To do this, the nonprofit partners with local businesses that find themselves with leftover food at the end of the day, for reasons including the food’s sell-by time, the food not meeting aesthetic standards, and transit mishaps. No matter the reason, 412 Food Rescue will find a use for it.
“Our goal is to be in 100 cities by 2030,” Leah said. “I think we can solve three of our biggest problems: food waste, food security, and mitigate climate change.”
In order to be as efficient as possible, they use their very own app, which allows volunteers to locate businesses that have a surplus of food. Once they select a location they’d like to help at, all they have to do is go there, pick up the food, then drop it off at the given location, such as another nonprofit, where the items will be given out.
Not only does this make volunteering easier, but it also ensures that more food gets to as many people as possible. In fact, this clever app is how they’ve become the largest volunteer-led food transport network in a single urban region!
Although 412 Food Rescue got its start in 2016 in the city of Pittsburgh, it has since expanded to several cities across the country, including Cincinnati and San Francisco. But the original location isn’t done expanding quite yet.
In 2019, the organization ran into a problem: They were receiving large gifts from big donors, but they didn’t have the proper space to store these donations and turn them into meals. Their solution? Open up their own kitchen!
Referred to as the Good Food Project, the solar-powered space has given this already life-changing organization a new way to make an even greater impact.

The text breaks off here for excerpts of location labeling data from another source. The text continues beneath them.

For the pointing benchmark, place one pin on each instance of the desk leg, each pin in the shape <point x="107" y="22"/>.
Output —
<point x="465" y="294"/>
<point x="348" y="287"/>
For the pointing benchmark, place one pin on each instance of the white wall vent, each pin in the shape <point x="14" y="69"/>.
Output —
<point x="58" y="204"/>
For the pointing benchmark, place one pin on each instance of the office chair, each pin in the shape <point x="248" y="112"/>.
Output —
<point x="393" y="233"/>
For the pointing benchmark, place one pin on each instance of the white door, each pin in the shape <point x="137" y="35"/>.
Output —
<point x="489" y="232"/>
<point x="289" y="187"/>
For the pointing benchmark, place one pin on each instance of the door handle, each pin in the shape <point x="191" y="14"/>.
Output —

At first, they were handing out 30 meals a week, but in the almost three years since they’ve opened, they’re now serving a mind-blowing 700 meals every single week.

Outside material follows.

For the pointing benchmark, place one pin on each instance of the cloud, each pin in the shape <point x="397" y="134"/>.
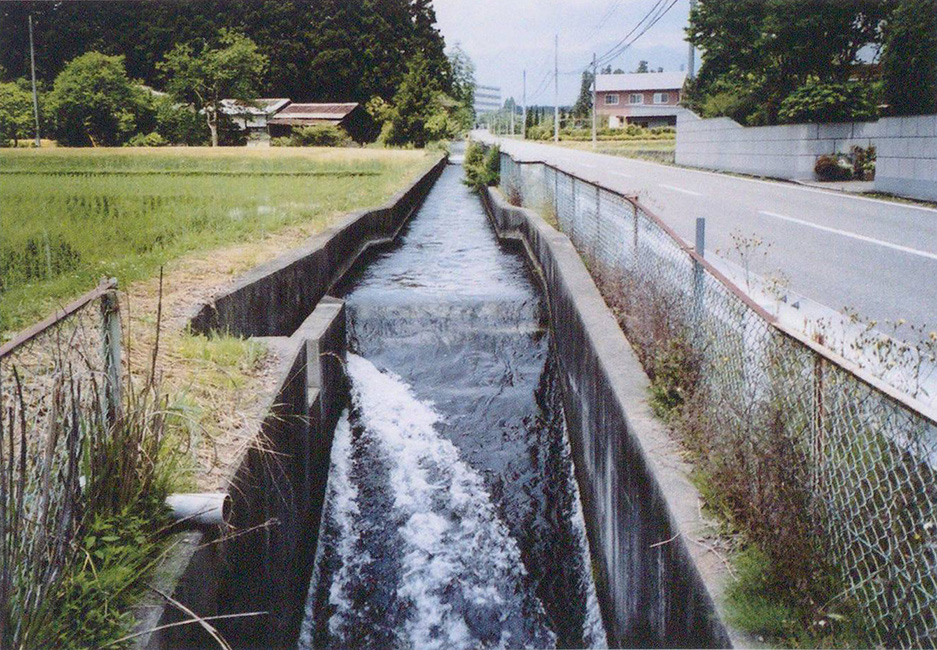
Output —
<point x="504" y="37"/>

This increase in number is thanks, in part, to the new project manager, Greg Austin, who took over in May 2020. He “reassessed the project and came up with a plan about how to scale it and be more impactful.”
Their food is now delivered to quite a few places, but they primarily deliver to the North Side YMCA, Hugh Lane Wellness Foundation, Lawrenceville United, Homewood Children’s Village, and Millvale Free Fridge.
Although they aim to use as much of the food that they receive as possible, even the items that aren’t edible don’t go to waste. Instead, they’re taken to Ag Recycle, where the food can be used for compost, or to area farms via Pittsburgh-based Zero Waste Wrangler.
“We work to find a destination for as much as we can that comes in,” Greg said. “We’re not throwing any food in the trash.”
In addition to fighting food waste and hunger, 412 Food Rescue is working to protect the environment. How? By keeping food out of landfills. This is very effective because rotting food in landfills is the leading cause of greenhouse gas emissions — and makes up about 25 percent of all material in landfills!
There’s still a lot of work to be done, but thanks to Leah and her team, 20 million pounds of surplus have been diverted from landfills and turned into 17 million meals.
“I think we will look back at history and say, ‘It was that simple,'” Leah said. “If we give people the opportunity to help, they will.”